Friday, January 31, 2014

Hemingway's Whiskey

"Hemingway's whiskey, warm and smooth and mean. 
Even when it burns, it'll always finish clean. 
He didn't like it watered down, he took it straight up and neat.
If it's bad enough for him, you know it's bad enough for me."
- Hemingway's Whiskey by Kenny Chesney

For those of you who may not be a classical literature junkie like I am, Hemingway was known for his whiskey-guzzling tendencies. He even once said, "Write drunk, edit sober." It's a strange concept to me, drinking for inspiration. "A good muse is hard to find," though I guess, right? Some people find their way through nature, others through music and action. For me? My whiskey is people.

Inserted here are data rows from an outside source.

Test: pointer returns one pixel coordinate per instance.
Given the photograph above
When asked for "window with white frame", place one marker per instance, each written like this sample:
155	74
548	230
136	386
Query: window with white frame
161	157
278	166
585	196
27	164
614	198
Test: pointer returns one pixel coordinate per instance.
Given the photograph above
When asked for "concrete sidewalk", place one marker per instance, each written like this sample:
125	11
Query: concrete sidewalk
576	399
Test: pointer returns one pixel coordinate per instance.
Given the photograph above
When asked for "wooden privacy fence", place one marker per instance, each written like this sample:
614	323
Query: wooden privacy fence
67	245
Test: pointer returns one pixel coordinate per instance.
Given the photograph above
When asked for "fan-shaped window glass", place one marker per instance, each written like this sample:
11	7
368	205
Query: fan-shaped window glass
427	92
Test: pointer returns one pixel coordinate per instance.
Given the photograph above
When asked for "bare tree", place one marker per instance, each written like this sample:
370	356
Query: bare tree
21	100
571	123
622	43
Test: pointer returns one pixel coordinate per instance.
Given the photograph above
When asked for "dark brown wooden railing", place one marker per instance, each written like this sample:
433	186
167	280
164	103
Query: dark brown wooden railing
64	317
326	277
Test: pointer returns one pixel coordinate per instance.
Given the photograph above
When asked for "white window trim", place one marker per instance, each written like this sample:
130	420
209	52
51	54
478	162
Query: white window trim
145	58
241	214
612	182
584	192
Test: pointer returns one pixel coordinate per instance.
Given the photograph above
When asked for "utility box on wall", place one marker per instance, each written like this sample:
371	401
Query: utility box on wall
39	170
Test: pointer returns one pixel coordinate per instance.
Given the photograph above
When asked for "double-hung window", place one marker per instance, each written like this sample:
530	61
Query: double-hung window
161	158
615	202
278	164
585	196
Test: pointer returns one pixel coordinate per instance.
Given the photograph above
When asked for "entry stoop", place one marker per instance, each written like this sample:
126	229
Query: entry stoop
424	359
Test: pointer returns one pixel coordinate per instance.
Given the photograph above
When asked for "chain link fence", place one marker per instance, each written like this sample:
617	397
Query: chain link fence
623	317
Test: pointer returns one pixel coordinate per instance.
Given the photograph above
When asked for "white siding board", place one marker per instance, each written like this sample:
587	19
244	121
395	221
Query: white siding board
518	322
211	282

As hard as it has been for me to admit, I love people, and I love hearing their stories. I fall in love with people every day. Yes - I fall in love with strangers every single day. Think I'm crazy yet? I'm a people watcher, that much is for certain. Sometimes I find myself sitting in a room full of people and making up stories for people I don't know. I imagine what they are talking about, what their family is like, what their dreams and hopes and aspirations are. I find myself wondering about their first love, how badly it broke their heart, and what they did to get through it. Do they have a passport? Where has it been stamped? What book are they currently immersed in, do they become a part of the story the same way I do? "There is no friend as loyal as a book." Are they deeply rooted to their hometown, or do they feel most at home fulfilling their wanderlust?

I don't just see people, I see their stories. I see an opportunity to make myself a bigger, better, more well-rounded person for knowing them. "I like to listen. I have learned a great deal from listening carefully. Most people never listen." I'm the type of person that hates knowing there are corners of this Earth I haven't yet seen, that there are people I still have yet to meet.

Don't get me wrong. There are people I have experienced that I could do without. People who have broken my heart over and over, but that I continued to go back to - an addiction, Hemingway's whiskey. "Forget your personal tragedy. We are all bitched from the start, and you have to be especially hurt like hell before you can write seriously. But when you get the damned hurt, use it - don't cheat with it." There are people in my life that I have let go, the ones who got away. There are people who I have taken for granted, prematurely cast judgement upon, let my eyes be opened by. I always try to convince myself that I am my own person, but just as much as Hemingway will forever be defined by his whiskey, I will always carry around pieces of all of the people I meet.

I hate to love people, in a way similar to that which I imagine Hemingway hated to love his whiskey. I don't enjoy watered down people. I love people who, while they might burn a little on the way down, teach me valuable lessons. I may never leave a legacy quite as strong as his, but it won't stop me from trying. Live hard, die hard - this one's for him.

"The world breaks everyone, and afterward, some are strong at the broken places."